Position Summary: We’re seeking a motivated and detail-oriented ECM Integration Analyst/Data Scientist to join our development team. In this role, you’ll work closely with senior team members to help in implementing and supporting integrations between the Enterprise Content Management (ECM) platform and internal/external systems, support data-driven solutions in the healthcare space. You’ll be involved in data analysis, feature development, and data pipeline support, making sure data is clean, consistent, and easy to use for analytics and machine learning. This role focuses on designing prompt engineering workflows for LLM based applications. The ideal candidate is passionate about data, eager to solve complex problems, and comfortable working in a fast-paced, collaborative environment.
Responsibilities:
- Generate clean and consistent training and testing datasets to support machine learning and analytical models and assist in preparing models for deployment while working with production teams to monitor performance.
- Design, test, and optimize prompts for LLMs to support structured data extraction, summarization, and decision support.

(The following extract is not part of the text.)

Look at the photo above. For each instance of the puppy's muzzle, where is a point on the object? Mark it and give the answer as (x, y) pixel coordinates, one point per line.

- Develop reusable prompt templates with system, user, and context instructions to ensure consistent and compliant AI outputs.
- Iteratively refine prompts using evaluation metrics, error analysis, and real-world feedback.
- Design, develop, support, and manage end-to-end data pipelines (ETL/ELT) in collaboration with machine learning engineers, ingesting data from multiple sources including Excel, CSV, APIs, and databases, and contributing to pipeline design, optimization, and scalability.
- Perform data transformation, validation, monitoring, and audit logging to ensure accurate, reliable, and scalable data workflows.
- Write and maintain SQL queries involving joins, subqueries, CTEs, and window functions to support data analysis and feature development.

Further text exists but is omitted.